Comparing Algorithmic Approaches to Solving Sudoku:
For our final project in the Artificial Intelligence (CS 151) course at Harvey Mudd, I and another student used multiple AI approaches to solve Sudoku puzzles and compared their performances experimentally in order to identify the best performing approach. We implemented a variety of searches like random-restart local search, simulated annealing and constraint satisfaction (CSP) using backtracking DFS with arc-consistency (with and without heuristics for variable and value ordering). Then we performed empirical evaluation to determine and analyze the performances of these different approaches. Constraint-satisfaction turned out to perform better than all different kinds of local search, and heuristics for search became increasingly important when the complexity and size of Sudoku boards were increased.

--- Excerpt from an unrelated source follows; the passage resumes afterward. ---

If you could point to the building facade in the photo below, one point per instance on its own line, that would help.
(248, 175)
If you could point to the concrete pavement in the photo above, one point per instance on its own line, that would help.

We wrote a paper / report with our results, which you can check out here!
Knot Theory (Tying it Up Without Loose Ends):
In 2016, I attended a pre-collegiate course at Stanford in Knot Theory, a mathematical subtopic under topology. At the time, this was not a topic commonly covered in Indian education, even in college. I decided to write an article as a basic introduction to the topic, including explanations about projections, knot invariance, Reidemeister moves, tri-colorability and other invariants. My article was published in At Right Angles, a mathematics magazine created by the Azim Premji Foundation.